Personal information
- Native name: משה לוי
- Born: 1952 (age 73–74)

Medal record
Representing Israel
Paralympic Games
Men's para swimming
| Gold medal – first place | 1968 Tel Aviv | 50m backstroke 4 |
| Gold medal – first place | 1972 Heidelberg | 3X50m medley |
| Gold medal – first place | 1976 Toronto | 3X50m medley relay |
| Gold medal – first place | 1976 Toronto | 4X50m freestyle relay |
| Gold medal – first place | 1976 Toronto | 4X100m medley relay |
| Gold medal – first place | 1976 Toronto | 50m backstroke 3 |
| Gold medal – first place | 1968 Tel Aviv | 3X50m medley relay |
| Silver medal – second place | 1976 Toronto | 25m butterfly 3 |
| Bronze medal – third place | 1972 Heidelberg | 50m backstroke 4 |
| Bronze medal – third place | 1976 Toronto | 3X25m individual medley |
Men's wheelchair basketball
| Gold medal – first place | 1980 Arnhem | Wheelchair basketball |
| Silver medal – second place | 1972 Heidelberg | Wheelchair basketball |
| Silver medal – second place | 1976 Toronto | Wheelchair basketball |

= Moshe Levy (athlete) =

Israeli Paralympic champion

Moshe Levy (משה לוי; born 1952) is an Israeli paralympic champion.

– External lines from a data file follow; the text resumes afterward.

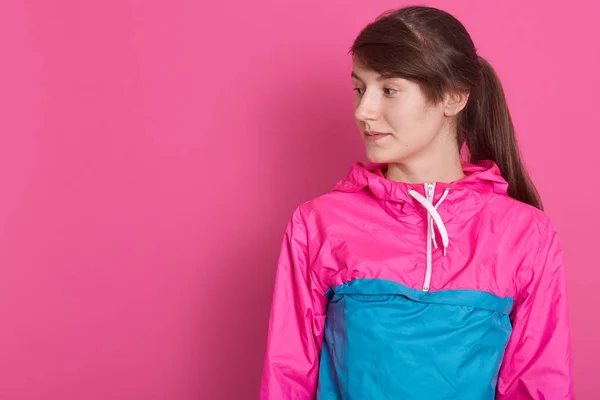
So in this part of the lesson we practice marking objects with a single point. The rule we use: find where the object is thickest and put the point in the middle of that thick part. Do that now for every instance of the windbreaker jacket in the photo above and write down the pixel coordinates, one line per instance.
(388, 290)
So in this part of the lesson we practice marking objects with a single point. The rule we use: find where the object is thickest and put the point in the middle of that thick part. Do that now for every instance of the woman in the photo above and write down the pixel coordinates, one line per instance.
(425, 275)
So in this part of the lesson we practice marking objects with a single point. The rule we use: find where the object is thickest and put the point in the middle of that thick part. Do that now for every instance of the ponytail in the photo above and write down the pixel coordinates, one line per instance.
(487, 128)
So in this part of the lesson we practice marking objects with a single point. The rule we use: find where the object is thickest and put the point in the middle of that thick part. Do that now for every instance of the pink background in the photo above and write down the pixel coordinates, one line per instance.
(151, 153)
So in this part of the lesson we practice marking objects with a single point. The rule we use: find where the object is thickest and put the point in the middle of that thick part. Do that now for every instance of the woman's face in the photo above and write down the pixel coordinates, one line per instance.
(396, 120)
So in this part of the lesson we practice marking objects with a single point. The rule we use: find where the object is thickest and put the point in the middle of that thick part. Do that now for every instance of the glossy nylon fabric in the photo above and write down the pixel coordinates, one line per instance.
(371, 228)
(384, 340)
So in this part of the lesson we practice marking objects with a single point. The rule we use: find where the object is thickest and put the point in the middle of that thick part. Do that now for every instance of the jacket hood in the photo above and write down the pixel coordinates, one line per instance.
(482, 181)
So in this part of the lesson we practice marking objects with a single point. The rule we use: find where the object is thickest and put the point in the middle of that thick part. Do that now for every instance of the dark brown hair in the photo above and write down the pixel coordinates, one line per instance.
(431, 47)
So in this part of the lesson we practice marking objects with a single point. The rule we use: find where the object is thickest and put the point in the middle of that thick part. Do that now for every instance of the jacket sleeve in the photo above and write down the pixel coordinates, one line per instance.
(537, 363)
(296, 322)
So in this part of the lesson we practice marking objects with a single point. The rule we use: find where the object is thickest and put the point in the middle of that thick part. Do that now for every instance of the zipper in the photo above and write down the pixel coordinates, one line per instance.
(430, 193)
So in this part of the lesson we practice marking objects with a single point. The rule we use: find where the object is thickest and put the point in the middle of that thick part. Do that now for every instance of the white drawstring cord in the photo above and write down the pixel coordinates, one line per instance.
(433, 215)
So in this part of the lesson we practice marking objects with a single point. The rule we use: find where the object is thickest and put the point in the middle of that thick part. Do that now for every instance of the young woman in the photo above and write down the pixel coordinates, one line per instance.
(425, 275)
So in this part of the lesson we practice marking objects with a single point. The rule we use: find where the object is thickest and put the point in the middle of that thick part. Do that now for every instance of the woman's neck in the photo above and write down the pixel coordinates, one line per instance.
(441, 168)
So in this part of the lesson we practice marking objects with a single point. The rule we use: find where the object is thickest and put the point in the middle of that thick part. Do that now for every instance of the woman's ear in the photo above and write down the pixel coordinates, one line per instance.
(454, 102)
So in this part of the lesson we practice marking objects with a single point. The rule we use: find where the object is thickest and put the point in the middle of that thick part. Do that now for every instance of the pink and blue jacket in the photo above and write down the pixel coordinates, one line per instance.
(388, 290)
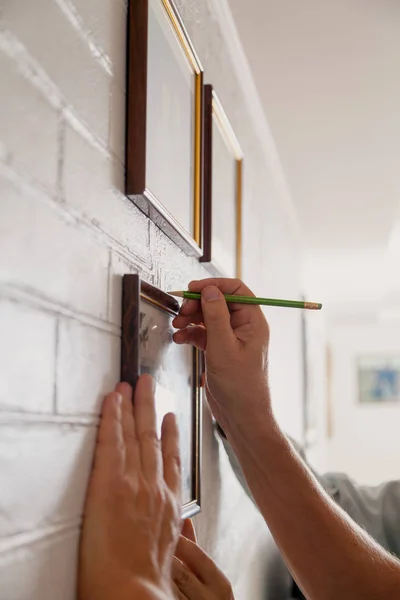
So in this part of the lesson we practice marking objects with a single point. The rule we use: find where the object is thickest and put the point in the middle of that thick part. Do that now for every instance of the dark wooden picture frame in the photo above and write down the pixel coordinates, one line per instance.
(137, 293)
(213, 110)
(136, 184)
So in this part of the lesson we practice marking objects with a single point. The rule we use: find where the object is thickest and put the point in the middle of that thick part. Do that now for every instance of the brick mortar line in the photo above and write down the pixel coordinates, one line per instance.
(25, 539)
(72, 15)
(34, 73)
(30, 297)
(70, 215)
(67, 421)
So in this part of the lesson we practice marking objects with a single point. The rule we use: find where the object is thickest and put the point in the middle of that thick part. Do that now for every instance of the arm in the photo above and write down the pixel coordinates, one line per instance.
(375, 509)
(328, 554)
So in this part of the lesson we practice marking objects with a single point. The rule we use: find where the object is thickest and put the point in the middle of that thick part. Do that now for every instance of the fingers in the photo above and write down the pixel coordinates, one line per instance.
(188, 531)
(109, 456)
(177, 593)
(195, 335)
(146, 428)
(132, 453)
(171, 454)
(198, 562)
(226, 286)
(186, 581)
(217, 319)
(195, 317)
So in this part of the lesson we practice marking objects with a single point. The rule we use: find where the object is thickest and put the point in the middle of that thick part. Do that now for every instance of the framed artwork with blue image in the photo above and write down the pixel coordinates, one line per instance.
(378, 379)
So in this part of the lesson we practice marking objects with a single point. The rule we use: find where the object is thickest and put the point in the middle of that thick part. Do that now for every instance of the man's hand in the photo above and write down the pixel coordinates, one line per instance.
(195, 575)
(235, 339)
(132, 518)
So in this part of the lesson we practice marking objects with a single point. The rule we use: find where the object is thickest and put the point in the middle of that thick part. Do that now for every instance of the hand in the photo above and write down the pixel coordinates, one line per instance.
(195, 575)
(132, 517)
(235, 339)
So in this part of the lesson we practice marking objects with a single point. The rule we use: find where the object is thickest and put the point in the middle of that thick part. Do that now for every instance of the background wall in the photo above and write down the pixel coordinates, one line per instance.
(67, 234)
(365, 442)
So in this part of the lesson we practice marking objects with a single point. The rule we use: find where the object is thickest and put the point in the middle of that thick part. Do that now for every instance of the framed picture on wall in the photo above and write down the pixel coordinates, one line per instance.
(147, 347)
(164, 127)
(223, 169)
(378, 379)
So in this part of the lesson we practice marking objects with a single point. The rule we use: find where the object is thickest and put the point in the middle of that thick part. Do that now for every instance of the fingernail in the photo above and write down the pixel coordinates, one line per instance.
(210, 294)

Levy was born in Israel in 1952 and contracted polio as a young baby. In 1962 he began practicing at the Israel Sports Center for the Disabled, focusing on swimming and wheelchair basketball. That same year he attended for the first time the competition for swimming across the Sea of Galilee, in which he later took part for 13 consecutive years.

Over the years Levy participated in various international competitions, including seven Paralympic Games. He won 6 paralympic medals as an individual and 7 more in swimming relay teams and as a member of the Israeli wheelchair basketball team.

In later years Levy remains active in sports and plays at "Kessem" basketball team, operated by an organization for promotion of paralympic sports. In 2003 - 2004 he coached his team.

He married paralympic athlete Chemda Levy.